La démarche du MERN pour le réaménagement et la restauration des sites miniers abandonnés consiste en six étapes :

  • La caractérisation initiale qui permet de faire le constat environnemental du site afin d’identifier les impacts réels et appréhendés sur le milieu;
  • L’ingénierie conceptuelle qui consiste à sélectionner le scénario de réhabilitation et de restauration du site minier;
  • La validation et l’optimisation du scénario de restauration;
  • L’ingénierie détaillée qui inclut l’élaboration des plans et devis du scénario de restauration et qui fournit tous les détails techniques nécessaires à la réalisation des travaux;
  • La réalisation des travaux de restauration;
  • Le suivi et l’entretien.

État de situation au 31 mars 2016

Les projets de restauration en cours et ceux prévus pour les prochaines années se déclinent comme suit :

  • Sites dont les travaux de restauration se poursuivent ou débuteront en 2016-2017 : Manitou, Barvue, Siscoe, New Calumet et Lac Renzy;
  • Sites dont l’élaboration du scénario de restauration est en cours : Principale et Preissac Molybdénite;
  • Sites dont l’élaboration du scénario de restauration débutera au cours des prochaines années : Arntfield, Capelton, Lapa (Zulapa), Pandora, Darius (O’Brien), Thompson Cadillac, Molybdenite Corporation, St.

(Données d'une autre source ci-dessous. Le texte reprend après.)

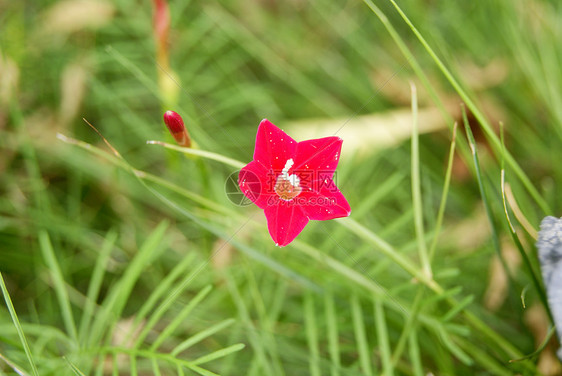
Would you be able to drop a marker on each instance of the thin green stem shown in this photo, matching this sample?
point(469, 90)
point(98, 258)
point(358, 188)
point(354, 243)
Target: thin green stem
point(17, 324)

Lawrence Columbium et Vauze;
  • Sites dont l’élaboration du scénario de restauration débutera ultérieurement puisque la caractérisation environnementale a démontré un plus bas niveau d’impact : Eldona (Delbridge) et Icon Sullivan.

Et après?

Afin de ne pas hériter de sites miniers à restaurer sans détenir les sommes requises pour exécuter les travaux, le Gouvernement du Québec a resserré les règles en matière de restauration minière. En effet, le plan de réaménagement et de restauration doit être approuvé avant la délivrance du bail minier. La garantie financière doit couvrir 100 % des coûts de restauration de l’ensemble du site. Celle-ci doit être versée au cours des deux années suivant l’approbation du plan. Ces mesures permettent de réduire de façon importante le risque pour l’État de devoir payer le coût des travaux de réaménagement et de restauration d’un site minier.